Jasper Joseph Neyland
1894 - 1918
Jasper Joseph Neyland was born to Jasper James Neyland, Sr., and Frankie Winkler Neyland on July 1, 1894 in Washington, Louisiana. He graduated from Washington High School in 1909. Neyland received a scholarship to Louisiana State University from the Police Jury of St. Landry Parish and entered the university on September 15th, 1909.

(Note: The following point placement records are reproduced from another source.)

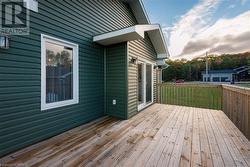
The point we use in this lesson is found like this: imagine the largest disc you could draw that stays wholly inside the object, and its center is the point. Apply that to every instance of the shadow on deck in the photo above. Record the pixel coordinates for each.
(161, 135)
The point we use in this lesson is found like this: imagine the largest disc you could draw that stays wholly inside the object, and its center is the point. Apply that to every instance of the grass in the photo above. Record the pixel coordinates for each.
(201, 96)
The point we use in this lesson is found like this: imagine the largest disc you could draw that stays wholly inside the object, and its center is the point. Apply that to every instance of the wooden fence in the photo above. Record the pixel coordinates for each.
(193, 95)
(236, 105)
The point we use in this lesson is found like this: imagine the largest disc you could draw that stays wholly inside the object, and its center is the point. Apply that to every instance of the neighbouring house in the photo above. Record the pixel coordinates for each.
(228, 75)
(81, 61)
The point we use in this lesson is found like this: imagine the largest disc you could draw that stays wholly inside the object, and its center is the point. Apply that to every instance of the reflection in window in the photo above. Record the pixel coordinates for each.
(59, 73)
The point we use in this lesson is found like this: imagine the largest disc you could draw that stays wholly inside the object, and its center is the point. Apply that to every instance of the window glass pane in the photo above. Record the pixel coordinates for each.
(216, 79)
(148, 83)
(140, 84)
(59, 73)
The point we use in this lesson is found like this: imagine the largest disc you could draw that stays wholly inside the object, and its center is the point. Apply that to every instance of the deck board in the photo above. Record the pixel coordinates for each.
(161, 135)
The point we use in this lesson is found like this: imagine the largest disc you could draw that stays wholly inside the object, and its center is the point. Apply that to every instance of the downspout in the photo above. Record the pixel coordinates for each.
(105, 79)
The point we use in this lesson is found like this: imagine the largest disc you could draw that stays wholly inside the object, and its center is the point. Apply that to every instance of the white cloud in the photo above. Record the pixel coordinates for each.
(225, 36)
(192, 23)
(243, 2)
(231, 6)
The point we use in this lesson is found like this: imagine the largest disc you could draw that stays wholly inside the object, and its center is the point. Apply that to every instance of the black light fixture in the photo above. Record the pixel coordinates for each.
(133, 60)
(4, 42)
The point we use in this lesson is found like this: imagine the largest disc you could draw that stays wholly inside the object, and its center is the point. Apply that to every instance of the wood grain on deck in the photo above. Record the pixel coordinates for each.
(161, 135)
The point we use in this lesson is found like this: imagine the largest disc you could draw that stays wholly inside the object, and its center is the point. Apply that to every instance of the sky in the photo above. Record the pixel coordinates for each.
(194, 27)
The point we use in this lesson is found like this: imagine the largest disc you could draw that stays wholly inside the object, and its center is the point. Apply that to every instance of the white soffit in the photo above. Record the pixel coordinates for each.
(139, 11)
(134, 33)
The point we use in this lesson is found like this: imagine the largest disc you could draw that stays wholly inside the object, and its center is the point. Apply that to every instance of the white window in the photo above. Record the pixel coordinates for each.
(59, 73)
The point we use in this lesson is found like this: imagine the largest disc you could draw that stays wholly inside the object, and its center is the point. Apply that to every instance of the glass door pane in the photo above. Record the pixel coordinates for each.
(148, 83)
(140, 84)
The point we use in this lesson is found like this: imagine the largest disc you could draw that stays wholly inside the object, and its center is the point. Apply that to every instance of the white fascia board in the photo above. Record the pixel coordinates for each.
(139, 11)
(123, 35)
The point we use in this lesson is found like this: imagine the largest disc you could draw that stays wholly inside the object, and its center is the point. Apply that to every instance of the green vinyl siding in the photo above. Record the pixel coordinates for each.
(21, 120)
(142, 49)
(116, 80)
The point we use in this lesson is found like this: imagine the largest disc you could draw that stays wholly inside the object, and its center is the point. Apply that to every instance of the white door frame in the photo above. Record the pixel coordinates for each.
(145, 104)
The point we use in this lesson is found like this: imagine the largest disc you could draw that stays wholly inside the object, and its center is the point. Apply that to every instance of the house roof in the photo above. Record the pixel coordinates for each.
(136, 32)
(139, 11)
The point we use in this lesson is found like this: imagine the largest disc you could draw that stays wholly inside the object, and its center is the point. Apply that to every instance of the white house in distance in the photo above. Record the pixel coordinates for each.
(228, 75)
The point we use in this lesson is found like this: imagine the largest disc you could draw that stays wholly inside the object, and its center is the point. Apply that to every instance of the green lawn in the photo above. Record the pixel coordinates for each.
(202, 96)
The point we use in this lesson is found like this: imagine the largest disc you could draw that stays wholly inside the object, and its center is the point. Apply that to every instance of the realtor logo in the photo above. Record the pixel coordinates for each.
(14, 17)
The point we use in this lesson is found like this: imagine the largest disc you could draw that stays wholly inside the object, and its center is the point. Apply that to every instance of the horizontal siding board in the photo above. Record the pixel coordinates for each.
(21, 121)
(115, 80)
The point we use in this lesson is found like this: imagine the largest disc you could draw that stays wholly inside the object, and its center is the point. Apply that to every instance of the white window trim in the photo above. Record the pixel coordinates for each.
(144, 105)
(75, 100)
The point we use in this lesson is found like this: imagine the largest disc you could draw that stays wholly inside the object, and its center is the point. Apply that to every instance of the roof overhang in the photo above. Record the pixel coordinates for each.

Neyland was active in student life. He served as a private in “B” Company of the Military Department, and joined the Graham Literary Society at the university. During his senior year (1912-1913) Neyland became a Lieutenant in “C” Company of the Military Department. An editor’s note in the 1913 Gumbo specifically makes reference to him in “C” Company’s description:
“Taken as a whole ‘C’ Company is some gun on the campus. Day and night drill and other military performances have initiated into us loyal emotions, especially into the heart of our fond Lieutenant, J.J. Neyland, who says that when the jaybird pipes his tuneful lay and the sweet reminder of the dawn sounds, his heart flaps up and down like a churn dasher and he utters unmentionable phrases.”
He was also involved in The Grand and Exalted Order of the Hoboes, an informal social club, and served as an aide to the President in his senior year. Neyland graduated from Louisiana State University in 1914 with a Bachelor of Arts Degree - his senior quote reads “Virtue! I love, yet tread the path of crime.”
Jasper Neyland worked as both a faculty member at Sulphur High School and an employee of the Sulphur Company before attending Officers’ Training School at Leon Springs, Texas. Having been commissioned as a First Lieutenant in the later part of 1917, Neyland was assigned to El, Paso, Texas, where he saw his first action when leading a detachment of soldiers against Mexican raiders on the ground of the International Bridge over the Rio Grande River at El Paso. Towards the end of June 1918, Neyland was sent overseas for duty as a 1st Lieutenant in the AEF, American Expeditionary Forces, and hit the front three weeks after arriving in France. He was part of the first major and distinctly American offensive, the attack on the St. Mihiel salient in France led by General John J. Pershing (1860-1948), Neyland served on the front from July 1918 until his death on November 10, 1918, tragically just one day before the armistice and end of hostilities. Jasper Joseph Neyland died instantly when hit by shrapnel in Thiaucourt, a village in the St. Mihiel salient, France. He was buried in Jaulny, France, but his remains were returned home in 1921. The letter from his superior officer regarding his death describes him as “…a noble boy, ready to meet his God, unusually beloved by his men, and respected and admired by his fellow officers.”
The American Legion Post 209 in Opelousas, Louisiana, is named for Neyland. Neyland’s descriptive and heartfelt letters from camp and the warfront to his girlfriend, Elsie Walker, are housed in the J. P. Knox and Family Papers in LSU Libraries Special Collections.